Ebenso wie Beos steht auch der frühere Präsident von AEK Athen und jetzige Eigner des Erstligavereins Kavala FC, Makis Psomiadis, unter dringendem Tatverdacht. Sein Sohn ist in Haft. Dem Volk werden weitere illustre Namen präsentiert. Auch ein Basketballnationalspieler wurde in den Fall verwickelt. Er soll bei Psomiadis Dopingmittel bestellt haben und fiel der Rasterfahndung zum Opfer. Die fünfunddreißigjährige Staatsanwältin Popi Papandreou hatte die Festnahmen eingeleitet. Verwandt mit dem Premier ist sie nicht. Aber trotzdem dient ihr Name nun für Wortspiele. "Es gibt doch noch ehrliche Papandreou", meinte ein Demonstrant heute auf dem Syntagmaplatz.

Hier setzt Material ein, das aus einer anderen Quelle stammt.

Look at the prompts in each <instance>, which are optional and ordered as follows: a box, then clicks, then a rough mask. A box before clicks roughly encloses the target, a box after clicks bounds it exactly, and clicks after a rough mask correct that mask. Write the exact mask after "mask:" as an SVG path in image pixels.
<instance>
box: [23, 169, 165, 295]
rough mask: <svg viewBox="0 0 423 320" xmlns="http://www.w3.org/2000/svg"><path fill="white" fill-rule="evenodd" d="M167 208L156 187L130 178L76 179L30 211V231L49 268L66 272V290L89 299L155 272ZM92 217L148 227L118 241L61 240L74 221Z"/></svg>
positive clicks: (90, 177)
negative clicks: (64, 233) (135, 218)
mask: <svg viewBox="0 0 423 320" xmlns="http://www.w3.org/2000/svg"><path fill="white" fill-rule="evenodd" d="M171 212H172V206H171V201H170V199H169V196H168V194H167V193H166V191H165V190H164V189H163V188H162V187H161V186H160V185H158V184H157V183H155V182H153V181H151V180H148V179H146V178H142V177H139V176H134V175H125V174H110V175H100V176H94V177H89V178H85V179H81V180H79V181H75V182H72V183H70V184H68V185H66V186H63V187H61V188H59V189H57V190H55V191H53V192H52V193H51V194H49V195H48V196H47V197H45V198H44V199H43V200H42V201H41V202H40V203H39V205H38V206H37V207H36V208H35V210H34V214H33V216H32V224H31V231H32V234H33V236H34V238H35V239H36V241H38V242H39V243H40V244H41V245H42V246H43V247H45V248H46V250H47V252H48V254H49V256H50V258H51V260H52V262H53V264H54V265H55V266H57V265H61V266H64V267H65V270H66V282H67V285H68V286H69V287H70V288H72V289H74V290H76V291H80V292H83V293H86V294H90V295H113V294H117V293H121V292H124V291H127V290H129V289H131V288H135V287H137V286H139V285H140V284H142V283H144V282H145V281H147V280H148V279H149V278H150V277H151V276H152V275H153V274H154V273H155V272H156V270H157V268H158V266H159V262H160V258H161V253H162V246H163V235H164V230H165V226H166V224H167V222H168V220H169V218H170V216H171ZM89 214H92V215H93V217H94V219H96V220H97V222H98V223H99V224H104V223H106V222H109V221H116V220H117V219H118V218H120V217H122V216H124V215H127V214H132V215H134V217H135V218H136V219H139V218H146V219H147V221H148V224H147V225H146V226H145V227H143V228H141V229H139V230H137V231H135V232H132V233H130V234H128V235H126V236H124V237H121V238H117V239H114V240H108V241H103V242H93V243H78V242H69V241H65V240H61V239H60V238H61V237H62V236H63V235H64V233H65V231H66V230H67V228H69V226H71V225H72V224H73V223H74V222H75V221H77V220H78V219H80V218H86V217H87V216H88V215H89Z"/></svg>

Es scheint zu spät zu sein für solche Bauernopfer. Außer den Sportfanatikern interessiert kaum jemanden die Verhaftung einiger Reicher und die Aufdeckung von deren Machenschaften. Seit langem hatte die UEFA 41 Spiele mit Beteiligung griechischer Vereine als "mit Sicherheit verschoben" gewertet. Schon vor Monaten hatte der illustre und umstrittene Strafverteidiger Alexis Kougias (Ein Rechtsanwalt sieht rot – oder rosa?) Telefonmitschnitte als Beweise präsentiert. Nichts geschah. Kougias ist selbst auch Fußballfunktionär.

"Den Syntagmaplatz", das gemäß dem Linkenpolitiker Alexis Tsipras "neue Unterhaus", lassen solche Enthüllungen kalt. Die Menschen dort fordern jetzt erst recht statt der teilweisen Katharsis einen Hollywood reifen Showdown. Die amtierenden Politiker sollen mit Helikoptern aus dem Land flüchten. Ansonsten würde man sie liebend gern aufhängen.

Diese Inszenierung könnte wegen der "special effects" allerdings für die europäischen Zuschauer noch teuerer werden als eine sinnvolle Beendigung des gesamten Mehrakters. Denn so lange niemand sich wirklich um einen auf Produktion und Arbeitsplatzschaffung basierenden Aufschwung Griechenlands sorgt, wird das griechische Reality-Theater noch lange Schlagzeilen liefern. Es sei denn, man könnte aus dem virtuellen Nichts reales Geld herbeizaubern. Das wiederum wäre eine besonders fortsetzungswürdige Erfindung. Das Perpetuum Mobile als Realplot.